Now Doctor Lansen spent all his time testing Olivia, like he was prepping her to take Annie’s rightful place as his one true love. Like everything that he and Annie had shared was meaningless, forgotten.
It infuriated her to no end, because Olivia didn’t have a clue. Even if she did have special abilities, she didn’t seem to know about them, and certainly couldn’t control them like Annie could. So why had Doctor Lansen shifted his focus? Why had he abandoned her?
Was it something Annie did, or said?
No way of knowing.
But what she did know was that she had to figure out a way to get the blond interloper out of the picture, and prove to Doctor Lansen that she could give him everything he needed. To remind him that no one could ever love him as much as she did.
&
nbsp; 36
Eric Lansen stood behind his desk, telephone receiver in one hand and the results of Olivia’s latest tests in the other.

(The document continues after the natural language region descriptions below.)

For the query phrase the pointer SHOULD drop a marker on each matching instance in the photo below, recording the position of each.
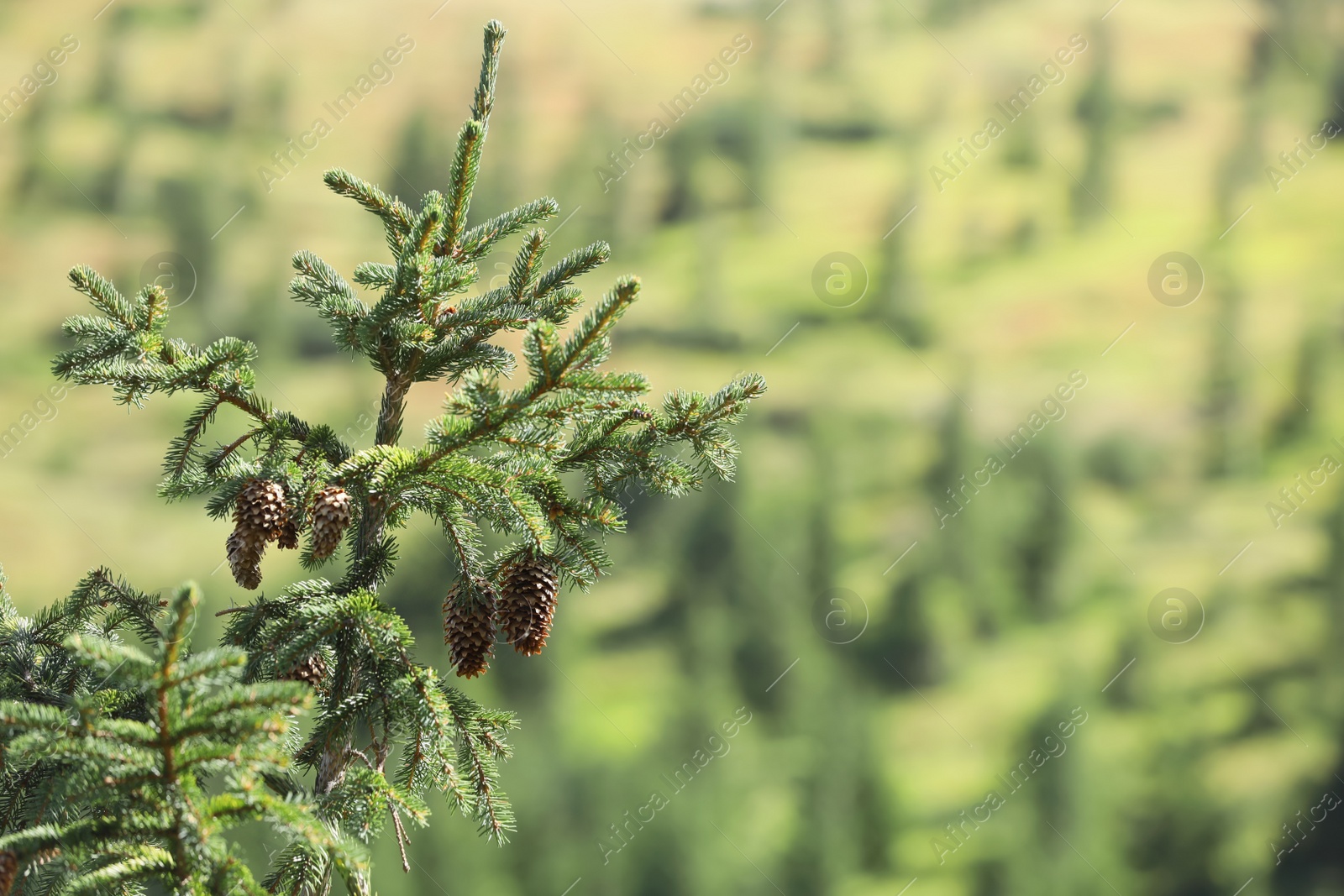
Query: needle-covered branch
(521, 474)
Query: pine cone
(261, 512)
(528, 593)
(245, 560)
(470, 631)
(8, 871)
(311, 671)
(331, 516)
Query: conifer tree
(535, 456)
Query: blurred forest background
(895, 671)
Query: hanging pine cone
(470, 631)
(245, 560)
(331, 516)
(528, 591)
(261, 512)
(311, 671)
(8, 871)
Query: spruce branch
(533, 456)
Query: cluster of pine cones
(262, 515)
(523, 609)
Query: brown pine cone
(8, 871)
(245, 560)
(331, 517)
(470, 629)
(261, 512)
(311, 671)
(528, 591)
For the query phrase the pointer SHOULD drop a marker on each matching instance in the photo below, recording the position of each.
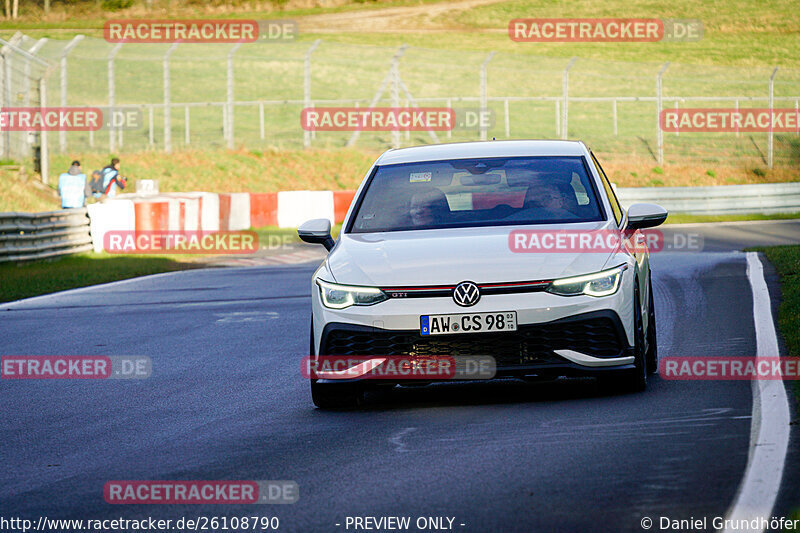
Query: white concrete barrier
(239, 215)
(113, 215)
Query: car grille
(598, 337)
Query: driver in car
(429, 207)
(547, 200)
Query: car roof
(470, 150)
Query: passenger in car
(428, 207)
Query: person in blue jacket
(112, 181)
(72, 187)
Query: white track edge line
(769, 435)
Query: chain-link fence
(23, 76)
(222, 95)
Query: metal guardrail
(765, 198)
(29, 236)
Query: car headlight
(337, 296)
(600, 284)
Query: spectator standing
(72, 187)
(112, 181)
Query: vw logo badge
(466, 294)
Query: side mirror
(317, 231)
(641, 216)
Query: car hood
(449, 256)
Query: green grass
(743, 41)
(44, 277)
(786, 260)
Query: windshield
(477, 192)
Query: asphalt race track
(226, 401)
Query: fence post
(6, 103)
(62, 135)
(167, 103)
(508, 123)
(45, 152)
(111, 93)
(261, 119)
(677, 132)
(565, 108)
(395, 93)
(484, 96)
(558, 116)
(230, 95)
(150, 126)
(26, 89)
(306, 92)
(450, 106)
(614, 109)
(659, 133)
(771, 102)
(187, 131)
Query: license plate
(467, 323)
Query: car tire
(652, 341)
(634, 380)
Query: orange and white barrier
(204, 211)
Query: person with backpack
(72, 187)
(112, 181)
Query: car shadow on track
(503, 391)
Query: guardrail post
(62, 135)
(230, 95)
(306, 92)
(484, 97)
(167, 103)
(111, 90)
(565, 107)
(771, 102)
(659, 133)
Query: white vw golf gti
(434, 259)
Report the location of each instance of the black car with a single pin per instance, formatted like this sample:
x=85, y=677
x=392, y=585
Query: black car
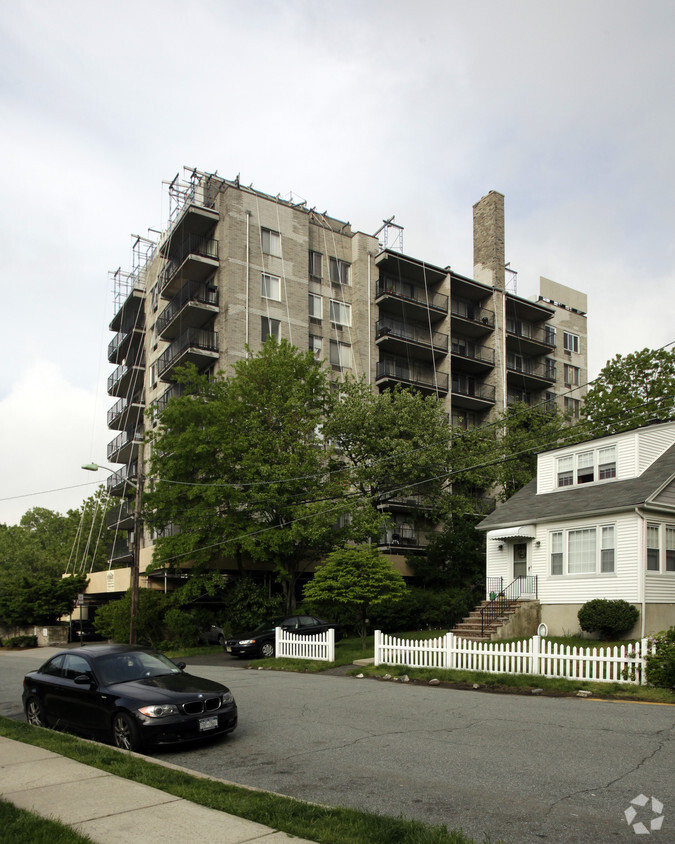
x=261, y=641
x=135, y=697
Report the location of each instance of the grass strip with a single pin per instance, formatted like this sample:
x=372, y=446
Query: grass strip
x=19, y=827
x=322, y=824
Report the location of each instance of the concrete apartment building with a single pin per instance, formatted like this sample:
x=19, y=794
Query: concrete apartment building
x=235, y=265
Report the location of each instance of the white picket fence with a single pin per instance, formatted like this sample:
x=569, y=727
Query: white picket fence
x=319, y=646
x=538, y=656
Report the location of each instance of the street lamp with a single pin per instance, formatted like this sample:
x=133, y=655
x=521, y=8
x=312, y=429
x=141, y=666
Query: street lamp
x=135, y=565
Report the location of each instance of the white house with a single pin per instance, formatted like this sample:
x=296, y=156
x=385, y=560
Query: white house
x=597, y=522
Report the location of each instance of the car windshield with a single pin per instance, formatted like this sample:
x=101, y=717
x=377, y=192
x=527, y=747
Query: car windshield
x=125, y=667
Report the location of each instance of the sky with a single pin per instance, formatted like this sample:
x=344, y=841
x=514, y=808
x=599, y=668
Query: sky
x=366, y=109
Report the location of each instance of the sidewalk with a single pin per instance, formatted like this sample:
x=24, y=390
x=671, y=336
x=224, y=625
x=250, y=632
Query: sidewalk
x=113, y=810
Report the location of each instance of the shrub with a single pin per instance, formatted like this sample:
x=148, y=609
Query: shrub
x=608, y=618
x=661, y=666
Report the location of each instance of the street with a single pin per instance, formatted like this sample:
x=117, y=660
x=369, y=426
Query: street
x=514, y=768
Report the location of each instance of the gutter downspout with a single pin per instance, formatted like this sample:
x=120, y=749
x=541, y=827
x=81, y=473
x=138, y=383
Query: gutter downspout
x=642, y=550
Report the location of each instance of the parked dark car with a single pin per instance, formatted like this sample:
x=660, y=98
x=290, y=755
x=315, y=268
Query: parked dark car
x=137, y=698
x=260, y=643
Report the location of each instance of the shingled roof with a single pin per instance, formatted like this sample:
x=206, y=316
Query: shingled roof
x=528, y=507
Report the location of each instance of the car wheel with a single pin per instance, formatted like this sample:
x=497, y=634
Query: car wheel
x=125, y=732
x=34, y=713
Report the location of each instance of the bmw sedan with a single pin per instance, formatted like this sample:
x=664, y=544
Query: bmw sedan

“Preliminary results on the Dunham girl are off the charts,” he said. “It’s clear that this current involuntary manifestation of her Cortexiphan-induced abilities has been intensified—as well as complicated—by her fluctuating adolescent hormones.
“At an early age she showed a tendency to cause electrical disturbances and even fires when emotionally agitated, including the documented events on file from Jacksonville. Since the onset of menstruation, however, she has developed—like all our female subjects—a bit of a hair trigger. In each of them the Cortexiphan-affected area of the brain is activated with less provocation, and in response to a wider variety of emotional stimuli. Just as a normal adolescent reacts to ordinary situations with heightened emotional intensity.
“I feel that this particular manifestation of their abilities may subside when they reach full adulthood.” He paused, then continued. “Maybe ‘subside’ is the wrong word. Perhaps ‘mature.’ Transform into something unprecedented. We have no way of knowing what the final shape of Olivia’s abilities will be. But there’s no question that she is by far one of our most promising test subjects.
“I’ll need a minimum of three months to...”
“We’ve given you ample time to provide relevant results.” The voice on the other end of the line cut him off. “You have two more weeks to wrap up your psychological tests, and collect whatever DNA samples and data you need for your continued analysis. At that point, your highest-functioning patients will be released and monitored from a distance, while those who are not capable of sustaining an independent lifestyle will be transferred to the new experimental campus.
“Allowing you to monopolize any of our Cortexiphan-positive subjects for your own private study is no longer financially viable. We now have far superior facilities available to meet the subjects’ needs, while providing shared access for a variety of researchers from different fields.” The voice softened slightly. “I’m sorry, Eric. This is not negotiable.”